The dreadful cry of a soul's despair broke the vacant air with the name of Christian. Many times his name, and no other word. The desolation of great agony was hers: no creature of the sea could bring her any comfort now; no creature under heaven; for the one on earth to whom her child's heart yearned was the one on earth she least dared face with her awful load of guilt.

Nothing could atone for what she had done: life could never give scope, nor death. Were this that she held Christian himself, able to see and hear, her passionate remorse could conceive no dearer impossibility than at his feet to fall, with supplication, with absolute confession delivering the love and worship of her heart before him: to be spurned by his inevitable hate. The inexorable indifference of the dead was a juster, a more terrible, recompense.

Yet a more terrible conception woke from a growing discernment of Christian's utter abstraction from the mortal shape, that so long had represented him to her, and so well. This his body had ceased from suffering and endurance, yet the very self of Christian might bear with him unassuaged the wounds and aches her malice had compassed. Hate would heal, would sear, at least; but oh! if he had not quit him of a tyrannous love, then bruised and bleeding he carried with him still a living pain of her infliction. She dared not confidently reckon her vileness against the capacity of his extravagant love. She dared not. Her full punishment reached home to her at last.

Her ignorant mortal senses strained to pierce the impenetrable mystery that had wrapt Christian to an infinite remoteness. For his relief, not for her own, would she present to him her agonies of love and remorse: him stanched, averse: him bleeding, tender; to gratify, to satisfy, to plenish any want.

Tempests of despair raged through that undisciplined soul. Every hope was cut off, every joy was extinct. The sweet attraction of loving service, the pride and glory of despotic rule, were not for her, an exile from the one, and from the other abdicating. In all the world there was no place for her but this, between sea and land, with a hold on a dead illusion of Christian, with vain, frantic crying after his reality.

She did not know, whelmed in gulfs of sin and grief and despair, she did not know how divine a dawn brooded over the waste. From the long-lost past clear echoes swept of childish prayers, to blend as an undercurrent with that message her lover had so tried to deliver, that she had repelled as hideous and grotesque. She used no conscious memory, nor followed any coherent thought, but, consonant with the first instinct of her fresh awakened soul, that longing for her mother's sake to make renunciation, consonant with Christian's finished achievement—his striving, suffering, enduring even death for her unworthy sake—was this incoherent impression of a divinity vastly, vaguely suffering in exemplary extreme out of great compassion and love to mankind, thence accrediting suffering as the divinest force that can move the world. Her also it had vanquished.

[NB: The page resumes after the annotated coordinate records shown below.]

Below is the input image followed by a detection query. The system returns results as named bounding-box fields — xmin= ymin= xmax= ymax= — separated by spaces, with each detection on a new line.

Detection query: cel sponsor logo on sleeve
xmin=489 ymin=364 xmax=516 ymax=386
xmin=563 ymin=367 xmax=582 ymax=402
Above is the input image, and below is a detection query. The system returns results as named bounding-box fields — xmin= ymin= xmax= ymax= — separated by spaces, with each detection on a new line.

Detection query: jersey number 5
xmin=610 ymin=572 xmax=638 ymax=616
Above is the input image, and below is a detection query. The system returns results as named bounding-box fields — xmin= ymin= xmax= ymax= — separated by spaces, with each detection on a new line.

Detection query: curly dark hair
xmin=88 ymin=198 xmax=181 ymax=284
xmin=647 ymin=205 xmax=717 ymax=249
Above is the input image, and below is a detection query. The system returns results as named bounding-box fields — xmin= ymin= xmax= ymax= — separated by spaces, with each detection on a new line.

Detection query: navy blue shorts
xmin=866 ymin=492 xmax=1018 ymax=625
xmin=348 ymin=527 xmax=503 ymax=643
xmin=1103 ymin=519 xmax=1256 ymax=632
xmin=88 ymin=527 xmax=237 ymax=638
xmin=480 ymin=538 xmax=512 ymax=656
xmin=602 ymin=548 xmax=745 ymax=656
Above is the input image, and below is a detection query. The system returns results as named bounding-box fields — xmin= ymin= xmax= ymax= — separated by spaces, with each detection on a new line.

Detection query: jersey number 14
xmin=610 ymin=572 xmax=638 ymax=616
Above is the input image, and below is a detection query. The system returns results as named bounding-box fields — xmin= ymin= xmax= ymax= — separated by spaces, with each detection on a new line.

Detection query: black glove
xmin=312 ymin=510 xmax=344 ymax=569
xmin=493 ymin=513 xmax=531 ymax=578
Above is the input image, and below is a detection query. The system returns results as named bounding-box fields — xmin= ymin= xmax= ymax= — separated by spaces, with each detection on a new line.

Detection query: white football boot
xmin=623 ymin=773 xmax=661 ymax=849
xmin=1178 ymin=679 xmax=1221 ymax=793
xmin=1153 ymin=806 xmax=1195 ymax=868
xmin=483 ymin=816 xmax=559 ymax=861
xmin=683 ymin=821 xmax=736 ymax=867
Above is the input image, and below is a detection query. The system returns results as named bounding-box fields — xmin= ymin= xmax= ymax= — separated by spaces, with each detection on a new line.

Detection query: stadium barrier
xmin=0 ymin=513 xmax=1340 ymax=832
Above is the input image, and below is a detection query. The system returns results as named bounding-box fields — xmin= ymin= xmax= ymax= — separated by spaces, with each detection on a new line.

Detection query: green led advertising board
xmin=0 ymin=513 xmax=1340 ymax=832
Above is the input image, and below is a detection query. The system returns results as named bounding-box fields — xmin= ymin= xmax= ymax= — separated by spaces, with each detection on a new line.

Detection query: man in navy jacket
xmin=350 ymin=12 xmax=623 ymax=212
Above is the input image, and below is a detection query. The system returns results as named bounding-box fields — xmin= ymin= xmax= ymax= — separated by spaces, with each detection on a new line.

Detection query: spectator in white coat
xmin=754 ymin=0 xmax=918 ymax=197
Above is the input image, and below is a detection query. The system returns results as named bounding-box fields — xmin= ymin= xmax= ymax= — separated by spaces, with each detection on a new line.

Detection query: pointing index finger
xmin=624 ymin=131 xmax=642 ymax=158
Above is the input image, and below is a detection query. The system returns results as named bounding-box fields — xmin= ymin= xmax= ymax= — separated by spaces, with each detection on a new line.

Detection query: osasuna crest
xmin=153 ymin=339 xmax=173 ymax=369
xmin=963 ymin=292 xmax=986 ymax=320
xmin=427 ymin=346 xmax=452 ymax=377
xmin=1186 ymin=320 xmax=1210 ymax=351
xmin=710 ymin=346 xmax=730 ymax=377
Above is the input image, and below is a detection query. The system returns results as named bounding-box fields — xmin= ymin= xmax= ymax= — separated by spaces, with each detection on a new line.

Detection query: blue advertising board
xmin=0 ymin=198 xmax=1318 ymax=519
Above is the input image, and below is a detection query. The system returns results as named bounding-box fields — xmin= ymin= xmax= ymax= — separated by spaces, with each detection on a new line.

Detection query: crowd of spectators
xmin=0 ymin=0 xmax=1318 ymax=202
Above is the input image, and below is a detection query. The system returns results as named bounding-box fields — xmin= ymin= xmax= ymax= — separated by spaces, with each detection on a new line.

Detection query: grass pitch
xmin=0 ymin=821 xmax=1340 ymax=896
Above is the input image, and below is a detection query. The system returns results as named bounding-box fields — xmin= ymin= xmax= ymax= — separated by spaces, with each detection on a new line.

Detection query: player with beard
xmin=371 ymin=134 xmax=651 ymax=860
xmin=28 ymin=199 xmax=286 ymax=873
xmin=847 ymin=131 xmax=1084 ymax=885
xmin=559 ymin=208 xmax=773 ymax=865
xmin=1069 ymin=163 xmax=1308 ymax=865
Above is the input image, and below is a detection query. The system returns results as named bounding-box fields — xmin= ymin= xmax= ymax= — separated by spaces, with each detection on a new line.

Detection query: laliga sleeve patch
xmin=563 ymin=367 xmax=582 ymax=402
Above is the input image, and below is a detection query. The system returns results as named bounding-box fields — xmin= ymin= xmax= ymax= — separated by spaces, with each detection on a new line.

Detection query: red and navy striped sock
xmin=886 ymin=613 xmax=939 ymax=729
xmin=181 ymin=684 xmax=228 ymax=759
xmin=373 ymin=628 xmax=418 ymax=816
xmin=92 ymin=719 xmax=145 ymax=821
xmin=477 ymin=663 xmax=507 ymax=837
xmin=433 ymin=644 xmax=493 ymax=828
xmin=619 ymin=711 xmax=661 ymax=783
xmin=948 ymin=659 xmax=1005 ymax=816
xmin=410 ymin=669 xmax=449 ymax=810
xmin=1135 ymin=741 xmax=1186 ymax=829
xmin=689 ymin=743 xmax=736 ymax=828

The tide had turned; it pressed her gently to resume her old way to the deeps. The drift of another tide took her.

Out of her futile striving for direct communion with Christian grew a sense that the sole possibility left to her was to yield body and soul to his will in strict possession, and to follow that guidance. In her great misery and helpless desolation a how and a whither with quailing beset her going. Lo! the first step was sure, because it entailed a heartrending renunciation.

Ah! desperately dear was this, Christian's body, to her mortal apprehension of him. She held it very closely with an access of love and worship such as appertains to vacant shrines. O woe to part from it, to lay it aside and leave it to final obliteration!

Suddenly she wept. This near, definite distress, so humanly common, broke up the fountain of her tears so many a year sealed. To a creature long of the cold sea breeding tears were scalding to the heart.